Alongside Downing's loving testament to our diversity, warmth and adaptability were pullouts from 10 "creative Houstonians" spotlighting their favorite Houston haunts to get ideas and spark creativity. Fast Company talked to a land man, a consultant, a husband-and-wife marketing team, a teacher and a firefighter, among others, who highlighted West Alabama Ice House, Domy Books, Brasil Cafe, the Museum of Fine Arts, Rothko Chapel, Discovery Green, the Menil Collection, Westheimer's antique shops and even the refineries as sources of inspiration.
Also in the mag is a two-page feature on Mayor Annise Parker, whom the mag has dubbed "The Evangelist" for her dedication to tell the world "that her city isn't the redneck capital of their imagination."
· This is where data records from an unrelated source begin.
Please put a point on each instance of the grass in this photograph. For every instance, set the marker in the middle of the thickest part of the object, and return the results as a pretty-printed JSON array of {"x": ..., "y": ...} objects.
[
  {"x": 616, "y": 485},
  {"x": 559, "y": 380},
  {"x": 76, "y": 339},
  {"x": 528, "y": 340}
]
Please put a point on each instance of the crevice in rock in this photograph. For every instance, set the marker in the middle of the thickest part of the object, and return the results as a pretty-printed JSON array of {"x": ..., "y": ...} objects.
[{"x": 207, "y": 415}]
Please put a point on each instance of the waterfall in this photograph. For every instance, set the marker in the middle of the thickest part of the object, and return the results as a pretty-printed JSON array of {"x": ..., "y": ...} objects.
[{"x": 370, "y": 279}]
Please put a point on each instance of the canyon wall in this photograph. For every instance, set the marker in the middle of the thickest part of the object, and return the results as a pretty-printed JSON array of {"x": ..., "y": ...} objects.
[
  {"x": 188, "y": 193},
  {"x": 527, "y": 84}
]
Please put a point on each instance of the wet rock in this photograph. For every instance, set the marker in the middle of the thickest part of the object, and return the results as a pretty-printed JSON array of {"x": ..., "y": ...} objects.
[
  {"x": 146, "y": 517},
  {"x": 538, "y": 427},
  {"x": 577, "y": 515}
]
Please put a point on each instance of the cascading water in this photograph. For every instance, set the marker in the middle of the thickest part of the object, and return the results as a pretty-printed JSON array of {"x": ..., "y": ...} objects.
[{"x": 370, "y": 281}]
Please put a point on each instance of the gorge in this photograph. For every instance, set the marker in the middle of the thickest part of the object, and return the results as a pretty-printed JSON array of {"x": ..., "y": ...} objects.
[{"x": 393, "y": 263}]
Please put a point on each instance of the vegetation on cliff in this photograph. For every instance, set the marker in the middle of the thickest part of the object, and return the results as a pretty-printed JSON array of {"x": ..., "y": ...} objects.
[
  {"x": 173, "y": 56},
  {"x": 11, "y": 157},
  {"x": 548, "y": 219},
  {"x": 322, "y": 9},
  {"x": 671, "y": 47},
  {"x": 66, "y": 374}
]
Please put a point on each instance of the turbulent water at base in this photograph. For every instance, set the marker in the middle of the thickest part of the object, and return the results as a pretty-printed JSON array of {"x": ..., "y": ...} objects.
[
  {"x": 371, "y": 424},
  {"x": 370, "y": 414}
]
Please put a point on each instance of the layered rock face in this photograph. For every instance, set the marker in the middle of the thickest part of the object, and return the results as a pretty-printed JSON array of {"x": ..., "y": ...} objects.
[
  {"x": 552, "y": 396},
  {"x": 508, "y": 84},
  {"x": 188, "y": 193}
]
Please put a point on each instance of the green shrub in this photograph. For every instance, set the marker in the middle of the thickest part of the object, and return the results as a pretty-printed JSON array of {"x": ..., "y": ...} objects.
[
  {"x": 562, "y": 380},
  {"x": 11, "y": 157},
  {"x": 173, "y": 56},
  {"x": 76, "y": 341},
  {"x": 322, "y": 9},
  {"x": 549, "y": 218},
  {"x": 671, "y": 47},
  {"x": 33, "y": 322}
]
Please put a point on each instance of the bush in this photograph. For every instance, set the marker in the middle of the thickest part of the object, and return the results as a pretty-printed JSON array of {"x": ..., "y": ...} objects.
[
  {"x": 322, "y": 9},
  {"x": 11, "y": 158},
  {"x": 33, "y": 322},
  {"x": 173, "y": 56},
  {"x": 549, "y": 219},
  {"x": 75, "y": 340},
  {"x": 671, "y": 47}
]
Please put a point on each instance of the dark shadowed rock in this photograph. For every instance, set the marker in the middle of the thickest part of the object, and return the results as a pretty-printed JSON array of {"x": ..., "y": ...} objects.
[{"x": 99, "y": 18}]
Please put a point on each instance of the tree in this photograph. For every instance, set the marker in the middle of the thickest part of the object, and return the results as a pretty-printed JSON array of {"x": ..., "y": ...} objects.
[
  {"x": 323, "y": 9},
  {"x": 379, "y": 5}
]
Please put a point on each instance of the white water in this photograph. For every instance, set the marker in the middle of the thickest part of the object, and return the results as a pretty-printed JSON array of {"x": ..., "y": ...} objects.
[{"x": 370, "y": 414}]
Parker poses with partner Kathy Hubbard for the Q&A, which took place over lunch at Irma's, a place that Parker told writer Jeff Chu she picked for its egalitarianism. "Everybody waits in the same line — politicians, lawyers, workers. It's idiosyncratic and entrepreneurial: Everybody talks about local, fresh ingredients and daily menus but Irma was doing it years ago."
The Parker interview touches on Houston's straddling of cowboy culture and urban sophistication — "Some of us may wear cowboy boots, but we wear them with our tuxedos," its affordability — "You can live palatially here compared with other cities" — and her administration: "My emphasis is on infrastructure; our job is to provide the platform on which business can thrive [...] We've been neglecting our infrastructure for a very long time."
Parker says her oddest job has been having to convince Houstonians of the same things she's insisting to the rest of the world. "I think we've had an inferiority complex," Parker says. "People feel like they have to say: We are, too, cultured!"
The issue hits newsstands Tuesday and will be available in full online on May 2.